USA Roadtrip Tag 30: Pismo Beach

Am Morgen ein Strand, am Nachmittag noch ein Strand. Beide sind besonders und an beiden treffen wir kaum Menschen.

Ich wache bereits gegen 6 Uhr auf und spaziere zum Sonnenaufgang den Jalama Beach-Strand entlang, schaue auf das Meer und trinke entspannt meinen Kaffee. Das sind die Augenblicke, auf die es ankommt, wertvoll und tief. Da wir uns bis zum Aufbruch Zeit lassen, gehe ich die Strand-Runde noch einmal mit Noah. Er erzählt viel und ich höre zu – ohne Ablenkung und To Dos geht das auch ganz einfach. Und es ist so viel wichtiger und schöner, als durch die Sozialen Medien und durch das Leben zu hetzen. Überhaupt: Hetze nicht so viel!

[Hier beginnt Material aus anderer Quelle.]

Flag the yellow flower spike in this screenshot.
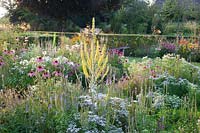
[80,18,109,92]
[94,41,100,61]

Dann sieht man auch die Delfine, die plötzlich in den Wellen vor dem Strand auftauchen.

Die nächste Etappe ist mit 120 Kilometer vergleichsweise kurz, nur unterbrochen vom fast obligatorischen Stopp bei einem Walmart, denn wir benötigen noch Wasser und Chips!

Gegen 15 Uhr erreichen wir den Pismo State Beach North Campground und beziehen unseren, natürlich idyllisch gelegenen Stellplatz (Site 16). Es ist ein sehr großzügiger Campground in unmittelbarer Nachbarschaft zu einem riesigen Strand, von diesem nur getrennt durch eine große, bewaldete Düne. Da es wie in allen National/State Park Campgrounds keine Anschlüsse gibt, haben wir uns schnell „eingerichtet“ und laufen zum Meer, wo Merlins einer Leidenschaft für Matsch frönt und Noah wie ein junger Hund den Wellen davonläuft.

Nebel zieht auf
Nebel zieht auf

Es ist viel kälter als am Morgen in Jalama – und als der Nebel heranschleicht, wird es richtig ungemütlich und gibt es keinen Sonnenuntergang. Wir bleiben deshalb am Camper, schüren fleißig die offene Feuerstelle mit gerade gekauften (und unserem für diesen Trip letzten) Holzscheiten, watten eine Runde und ziehen uns sehr früh gegen 20.30 Uhr in unsere warmen Betten zurück.